アネモネお題 花言葉から「儚い恋、君を愛する(赤)、期待(白)、あなたを待っています(青紫)」
ふとした瞬間脳裏に浮かぶのは、目を開けていられないほど鮮烈な稲妻。
「……はぁ」
タブレットを放り投げ、藤丸は自室の机に顔を伏せる。レポートを明後日までに提出しなくてはいけないが、とても集中できそうにない。
つい最近、自身が雷霆神であるインドラへ抱いている感情を自覚してからというもの、藤丸の心中は嵐の如き大荒れだ。
(自分のこととはいえ、あまりにも無謀過ぎるよなー)
相手は神(の中でも上位な王様)で、女好きで、子供も居て、言葉にしつくせないほど魅力的。
ほぼ一般人である自分がお付き合い出来る余地など微塵も見当たらない。
(気づいた瞬間に破れるなんて、儚過ぎないか、オレの恋)
嘆いたところでどうにかなるものではないが、一人でいるとつい考えてしまう。
告白する勇気なんてないのに、愛しさは日々募るばかりだ。胸の苦しさにどうしようもなくなる時もあり、部屋に晩酌の相手として呼ばれる時や、二人きりで話をする時にはつい期待をしてしまう。
至近距離で見つめられ何度変な気を起こしそうになったことか。無防備で可愛い、罪作りな神様。
「おい、人間」
「あ、インドラ様!おはようございます。どうされたんですか?」
部屋の扉を無断で開けて入ってきたのは、藤丸を悩ませている神だった。
今の今まで落ち込んでいたくせに、声をかけられただけで気分が高揚するのだから現金なものだ。
一方インドラは機嫌が悪いのか美しい眉の間に皺が寄ってしまっている。声色も普段より幾分硬いように思われ、藤丸は慌てて側へと駆け寄る。
後ろへ回されていたインドラの腕が正面に来たなと思えば、バサリと押し付けられたのは美しい花束。
(え、なに?)
藤丸は意味が分からず目を瞬かせ、かなり頭上にある尊顔を見上げる。インドラの顔にはもう何の感情も浮かんでおらず、意図が読めない。
「あの、これをオレに?」
「……神の下賜だ。ありがたく思え」
「はい、ありがとう、ございます?……え、あの、待ってください!」
端的な返事だけを残して部屋を出て行ってしまったインドラにますます混乱する。と、まだ残っていたヴァジュラたちが上と下から交互に覗き込んできた。
「インドラ様をこれ以上待たせるなよー?」
「迅速千万(急いでください)」
「え?え?どういう意味?」
「教えてあげないよー!(自分で考えろー!)」
言うだけ言ってヴァジュラたちまで部屋を出て行ってしまう。残された藤丸は、ひとまず花を花瓶へ挿すことにした。
インドラやヴァジュラたちの真意を知るヒントは渡された花束のみ。どうにか答えを知りたいと、藤丸は図書館を訪れていた。
紫式部に相手の名前は伏せて軽く事情を説明し、花のことを調べるのにオススメの本を教えて貰う。
ペラペラとページを捲り、写真に撮っておいた花束と図鑑に載っている花を見比べる。
目的のページはすぐに見つかった。どうやらあの花はアネモネという名前らしい。名前の由来は春風と共に咲くところから。伝説としてアフロディーテの悲しい恋の話もあるようだ。

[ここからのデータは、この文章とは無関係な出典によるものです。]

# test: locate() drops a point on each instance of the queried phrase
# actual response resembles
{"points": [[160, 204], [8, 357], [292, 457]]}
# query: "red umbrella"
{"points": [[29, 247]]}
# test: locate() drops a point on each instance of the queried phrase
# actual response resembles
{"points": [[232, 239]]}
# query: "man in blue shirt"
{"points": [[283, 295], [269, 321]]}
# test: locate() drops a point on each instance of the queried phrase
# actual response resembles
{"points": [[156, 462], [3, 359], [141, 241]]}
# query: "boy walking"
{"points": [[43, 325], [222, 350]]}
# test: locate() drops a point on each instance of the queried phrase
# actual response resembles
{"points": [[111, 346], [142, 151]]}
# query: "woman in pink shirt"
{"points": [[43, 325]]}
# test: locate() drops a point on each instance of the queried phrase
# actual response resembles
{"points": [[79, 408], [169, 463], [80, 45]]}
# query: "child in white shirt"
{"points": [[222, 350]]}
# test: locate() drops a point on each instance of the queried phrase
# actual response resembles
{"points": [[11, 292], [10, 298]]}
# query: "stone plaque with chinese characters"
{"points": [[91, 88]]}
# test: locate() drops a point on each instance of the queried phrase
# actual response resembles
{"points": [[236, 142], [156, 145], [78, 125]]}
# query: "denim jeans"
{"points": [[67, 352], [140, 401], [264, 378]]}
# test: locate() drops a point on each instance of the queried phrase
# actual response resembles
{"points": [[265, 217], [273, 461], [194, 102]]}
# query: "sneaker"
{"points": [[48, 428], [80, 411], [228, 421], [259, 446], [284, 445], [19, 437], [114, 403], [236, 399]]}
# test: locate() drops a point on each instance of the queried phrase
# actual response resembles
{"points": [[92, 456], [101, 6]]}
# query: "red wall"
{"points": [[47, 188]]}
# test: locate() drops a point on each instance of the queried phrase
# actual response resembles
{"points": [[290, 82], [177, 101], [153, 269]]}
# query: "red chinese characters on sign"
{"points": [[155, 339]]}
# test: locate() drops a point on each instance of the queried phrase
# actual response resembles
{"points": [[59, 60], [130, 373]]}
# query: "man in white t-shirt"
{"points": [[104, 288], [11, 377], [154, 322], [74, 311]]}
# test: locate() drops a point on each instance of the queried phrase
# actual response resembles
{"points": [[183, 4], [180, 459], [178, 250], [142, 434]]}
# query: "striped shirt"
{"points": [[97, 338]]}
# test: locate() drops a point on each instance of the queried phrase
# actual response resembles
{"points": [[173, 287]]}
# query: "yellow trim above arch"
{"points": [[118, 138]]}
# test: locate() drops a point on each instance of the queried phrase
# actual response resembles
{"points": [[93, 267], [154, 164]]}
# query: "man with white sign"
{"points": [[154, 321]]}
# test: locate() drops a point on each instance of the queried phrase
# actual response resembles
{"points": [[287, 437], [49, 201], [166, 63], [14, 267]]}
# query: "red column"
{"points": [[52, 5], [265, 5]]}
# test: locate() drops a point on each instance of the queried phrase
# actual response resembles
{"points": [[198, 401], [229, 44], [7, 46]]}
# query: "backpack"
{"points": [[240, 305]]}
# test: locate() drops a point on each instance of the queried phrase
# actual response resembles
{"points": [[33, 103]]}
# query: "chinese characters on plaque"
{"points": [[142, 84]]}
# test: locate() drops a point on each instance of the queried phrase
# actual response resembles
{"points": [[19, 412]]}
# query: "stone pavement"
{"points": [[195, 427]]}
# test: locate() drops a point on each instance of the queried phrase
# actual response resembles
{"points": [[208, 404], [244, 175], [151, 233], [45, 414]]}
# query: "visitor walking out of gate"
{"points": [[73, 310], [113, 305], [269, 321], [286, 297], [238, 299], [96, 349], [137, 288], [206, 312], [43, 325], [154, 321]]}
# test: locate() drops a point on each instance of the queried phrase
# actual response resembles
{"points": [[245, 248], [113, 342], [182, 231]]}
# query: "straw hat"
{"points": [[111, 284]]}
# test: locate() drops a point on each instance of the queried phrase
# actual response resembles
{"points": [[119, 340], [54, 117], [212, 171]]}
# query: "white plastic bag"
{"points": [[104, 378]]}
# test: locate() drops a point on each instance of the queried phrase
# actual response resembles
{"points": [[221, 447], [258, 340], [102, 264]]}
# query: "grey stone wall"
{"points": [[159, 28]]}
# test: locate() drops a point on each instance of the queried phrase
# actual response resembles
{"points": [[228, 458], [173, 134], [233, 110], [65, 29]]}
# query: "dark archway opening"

と、藤丸のもとへ何故か頬を染めオロオロした様子で紫式部が近づいてきた。手にしていた一冊の本をオズオズと差し出してくれたので受け取る。
「花言葉辞典?」
「そ、その……差し出がましい真似をして申し訳ありません。ですが恐らく、こちらがお役に立つのではないかと……」
「ありがとう。オレこういうのに詳しくないから助かります」
ざっと見たところ、アネモネには色ごとに花言葉があるようだ。自分が貰ったのは赤と白と青紫だと写真を確認し、詳しく文字を追っていく。その花言葉の意味は―――
「っ!す、すみません。オレ、今すぐ行かないと!」
「はい。片付けはお任せください」
「え、あ、ありがとうございます。今度改めてお礼に来ます」
慌てて立ち上がり、いけないこととは思いつつ全力で廊下を走る。恐らく彼に与えられた部屋で待っていてくれるはずのインドラに、期待で胸が痛くなる。
自然と顔へは、走っているせいだけではない熱が集まっていた。